Amazon in the USA has been growing its medical supply business - selling gloves, syringes and other health-care sundries to dentists, doctors and hospitals - in an early sign of its efforts to enter the health care industry. But Reuters reports that Henry Schein Inc and Patterson Cos Inc have bigger things to worry about than Amazon potentially disrupting the niche dental-equipment market they dominate in the US.
Stocks for companies that distribute medical supplies tumbled after the Wall Street Journal reported that Amazon has been holding meetings with hospital executives to learn more about the needs of the industry. Brian Tanquilut, an equity analyst at the investment firm Jefferies, said Amazon's play to sell commodity medical supplies, such as medical gowns and masks, has been going on for some time. It is seen as a good entry point to health care because it doesn't involve complex regulatory approvals; many states don't require a license at all. Amazon has been particularly aggressive, he said, in courting dentists, setting up booths at dental conferences.
"They see health care as a very big market; it's one of the growth markets in the economy that they do not have a toehold in. They look at areas where it's relatively easy to get into without high-level government level scrutiny, and this is kind of the low-hanging fruit, in health care entry," Tanquilut said.

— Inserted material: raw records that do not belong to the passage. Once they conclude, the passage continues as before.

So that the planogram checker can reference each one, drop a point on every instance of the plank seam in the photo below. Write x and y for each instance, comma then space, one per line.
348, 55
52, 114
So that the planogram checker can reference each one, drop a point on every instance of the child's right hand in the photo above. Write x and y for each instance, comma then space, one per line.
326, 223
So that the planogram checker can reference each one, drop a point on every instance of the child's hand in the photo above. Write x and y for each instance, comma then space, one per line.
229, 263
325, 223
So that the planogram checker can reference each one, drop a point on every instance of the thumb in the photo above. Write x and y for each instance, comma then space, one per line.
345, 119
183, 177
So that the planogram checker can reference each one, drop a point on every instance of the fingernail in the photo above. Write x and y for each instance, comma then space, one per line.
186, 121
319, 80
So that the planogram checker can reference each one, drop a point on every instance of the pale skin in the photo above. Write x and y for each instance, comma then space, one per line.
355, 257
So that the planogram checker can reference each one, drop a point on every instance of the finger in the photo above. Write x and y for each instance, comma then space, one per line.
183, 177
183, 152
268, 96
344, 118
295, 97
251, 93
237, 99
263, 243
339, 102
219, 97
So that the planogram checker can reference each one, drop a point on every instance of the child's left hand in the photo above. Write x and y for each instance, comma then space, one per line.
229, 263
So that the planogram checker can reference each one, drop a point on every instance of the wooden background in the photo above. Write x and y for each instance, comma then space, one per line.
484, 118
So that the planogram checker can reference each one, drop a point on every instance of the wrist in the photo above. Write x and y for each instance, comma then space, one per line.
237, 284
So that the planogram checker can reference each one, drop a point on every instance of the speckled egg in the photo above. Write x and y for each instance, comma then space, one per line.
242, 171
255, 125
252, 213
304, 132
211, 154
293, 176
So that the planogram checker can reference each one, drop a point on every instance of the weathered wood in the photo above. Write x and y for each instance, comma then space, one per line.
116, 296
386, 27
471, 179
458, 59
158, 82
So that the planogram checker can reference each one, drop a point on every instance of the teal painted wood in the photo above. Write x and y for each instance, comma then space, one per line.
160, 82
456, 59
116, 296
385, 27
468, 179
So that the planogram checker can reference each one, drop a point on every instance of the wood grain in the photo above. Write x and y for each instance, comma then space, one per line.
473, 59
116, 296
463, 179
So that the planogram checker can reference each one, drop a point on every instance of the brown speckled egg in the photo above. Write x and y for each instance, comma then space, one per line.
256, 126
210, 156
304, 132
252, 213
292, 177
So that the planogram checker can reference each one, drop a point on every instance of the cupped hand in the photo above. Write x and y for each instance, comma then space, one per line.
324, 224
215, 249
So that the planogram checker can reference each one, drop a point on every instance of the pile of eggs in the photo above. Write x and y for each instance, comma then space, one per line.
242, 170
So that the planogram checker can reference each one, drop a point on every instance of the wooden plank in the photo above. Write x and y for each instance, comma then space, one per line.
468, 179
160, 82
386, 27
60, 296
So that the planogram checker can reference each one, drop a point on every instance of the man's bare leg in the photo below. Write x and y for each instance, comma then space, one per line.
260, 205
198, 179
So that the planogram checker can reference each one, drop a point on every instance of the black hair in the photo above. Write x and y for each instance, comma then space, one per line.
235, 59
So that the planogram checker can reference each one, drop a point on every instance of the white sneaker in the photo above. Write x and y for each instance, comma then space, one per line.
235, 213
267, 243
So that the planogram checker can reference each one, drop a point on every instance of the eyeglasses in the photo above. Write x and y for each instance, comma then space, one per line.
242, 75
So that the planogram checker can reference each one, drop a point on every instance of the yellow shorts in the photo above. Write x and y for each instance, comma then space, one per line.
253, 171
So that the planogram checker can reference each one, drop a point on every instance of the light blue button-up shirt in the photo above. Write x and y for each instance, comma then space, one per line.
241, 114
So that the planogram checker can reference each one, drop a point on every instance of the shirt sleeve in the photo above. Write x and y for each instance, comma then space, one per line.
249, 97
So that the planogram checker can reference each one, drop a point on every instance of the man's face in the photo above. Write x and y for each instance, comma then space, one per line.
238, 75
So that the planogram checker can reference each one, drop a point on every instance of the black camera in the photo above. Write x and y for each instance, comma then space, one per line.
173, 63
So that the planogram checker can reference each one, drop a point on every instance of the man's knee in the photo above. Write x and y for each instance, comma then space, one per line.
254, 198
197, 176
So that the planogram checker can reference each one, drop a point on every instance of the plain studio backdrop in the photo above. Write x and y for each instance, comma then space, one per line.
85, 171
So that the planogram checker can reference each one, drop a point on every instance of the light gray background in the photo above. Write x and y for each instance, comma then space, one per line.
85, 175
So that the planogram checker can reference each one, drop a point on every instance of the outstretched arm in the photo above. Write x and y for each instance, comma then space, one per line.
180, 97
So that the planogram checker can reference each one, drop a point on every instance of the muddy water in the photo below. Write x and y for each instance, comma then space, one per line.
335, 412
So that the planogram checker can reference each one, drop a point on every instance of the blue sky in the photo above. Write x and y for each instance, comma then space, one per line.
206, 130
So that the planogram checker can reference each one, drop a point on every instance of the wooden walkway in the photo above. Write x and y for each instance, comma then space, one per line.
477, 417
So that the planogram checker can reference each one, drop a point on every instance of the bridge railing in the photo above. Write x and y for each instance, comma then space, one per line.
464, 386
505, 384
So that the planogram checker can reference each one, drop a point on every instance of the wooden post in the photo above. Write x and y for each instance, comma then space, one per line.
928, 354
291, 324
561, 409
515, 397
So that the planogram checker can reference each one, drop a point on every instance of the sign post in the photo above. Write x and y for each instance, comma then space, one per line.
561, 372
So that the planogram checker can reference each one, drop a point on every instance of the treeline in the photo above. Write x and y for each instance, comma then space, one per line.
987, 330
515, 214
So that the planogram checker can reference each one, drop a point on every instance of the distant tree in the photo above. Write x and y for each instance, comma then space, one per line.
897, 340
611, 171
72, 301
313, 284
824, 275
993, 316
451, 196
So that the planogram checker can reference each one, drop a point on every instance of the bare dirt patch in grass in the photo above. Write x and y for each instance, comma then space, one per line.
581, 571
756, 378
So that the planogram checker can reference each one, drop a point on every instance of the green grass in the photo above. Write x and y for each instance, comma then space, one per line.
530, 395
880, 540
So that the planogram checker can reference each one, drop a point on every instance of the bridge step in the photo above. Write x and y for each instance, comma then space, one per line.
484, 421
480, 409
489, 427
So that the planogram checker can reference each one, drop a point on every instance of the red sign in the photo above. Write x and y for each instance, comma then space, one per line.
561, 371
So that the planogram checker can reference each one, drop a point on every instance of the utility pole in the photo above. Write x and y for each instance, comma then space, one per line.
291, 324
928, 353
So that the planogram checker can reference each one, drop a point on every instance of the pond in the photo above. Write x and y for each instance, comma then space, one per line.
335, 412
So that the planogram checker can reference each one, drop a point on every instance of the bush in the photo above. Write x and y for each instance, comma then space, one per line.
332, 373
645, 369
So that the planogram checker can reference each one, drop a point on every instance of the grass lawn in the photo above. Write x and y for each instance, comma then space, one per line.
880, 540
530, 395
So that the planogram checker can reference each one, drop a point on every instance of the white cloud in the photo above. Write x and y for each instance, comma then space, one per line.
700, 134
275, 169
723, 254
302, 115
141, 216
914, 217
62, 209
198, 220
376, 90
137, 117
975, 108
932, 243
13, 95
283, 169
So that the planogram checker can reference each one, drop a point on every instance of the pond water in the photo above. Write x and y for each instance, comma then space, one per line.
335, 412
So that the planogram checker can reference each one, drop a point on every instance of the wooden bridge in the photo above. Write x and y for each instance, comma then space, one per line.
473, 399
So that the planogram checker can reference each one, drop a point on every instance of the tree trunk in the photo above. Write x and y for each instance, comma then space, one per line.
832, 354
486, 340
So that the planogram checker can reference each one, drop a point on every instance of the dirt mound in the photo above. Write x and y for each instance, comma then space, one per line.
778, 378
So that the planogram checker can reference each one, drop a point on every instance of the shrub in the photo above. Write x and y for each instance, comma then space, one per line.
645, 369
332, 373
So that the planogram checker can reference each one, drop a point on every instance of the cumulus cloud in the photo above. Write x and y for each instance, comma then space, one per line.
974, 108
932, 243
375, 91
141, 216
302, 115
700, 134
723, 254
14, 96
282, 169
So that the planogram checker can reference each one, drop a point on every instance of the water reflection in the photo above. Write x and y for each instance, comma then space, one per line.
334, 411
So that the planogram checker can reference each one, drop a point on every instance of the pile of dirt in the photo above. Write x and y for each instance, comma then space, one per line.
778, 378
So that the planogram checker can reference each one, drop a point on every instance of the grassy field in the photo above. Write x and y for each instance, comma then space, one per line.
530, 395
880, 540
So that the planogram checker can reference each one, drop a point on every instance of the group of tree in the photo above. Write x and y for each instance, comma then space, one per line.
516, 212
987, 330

Legal hurdles, not Amazon, key concern for U.S. dental supply firms, says Reuters. Their stocks, as well as those of other U.S. drug and medical equipment suppliers, have taken a beating in the past year as speculation over Amazon expanding its considerable reach gained momentum.
But investors and analysts told Reuters that the larger overhang on the two dental suppliers, and privately held Benco Dental Supply, is a recent complaint filed against them by the U.S. Federal Trade Commission. The complaint alleges that the three companies broke antitrust law by conspiring to refuse discounts to dentists. The administrative trial is scheduled to begin on Oct. 16.
The trial could last years, and even a quick settlement could force the companies to ramp up discounts to customers and in turn pressure their margins, investors and analysts said. “I think for now I would avoid investing in that particular industry, and kind of keep a careful watch,” said Michael Arone, chief investment strategist at State Street Global Advisors, which owns shares in Henry Schein and Patterson.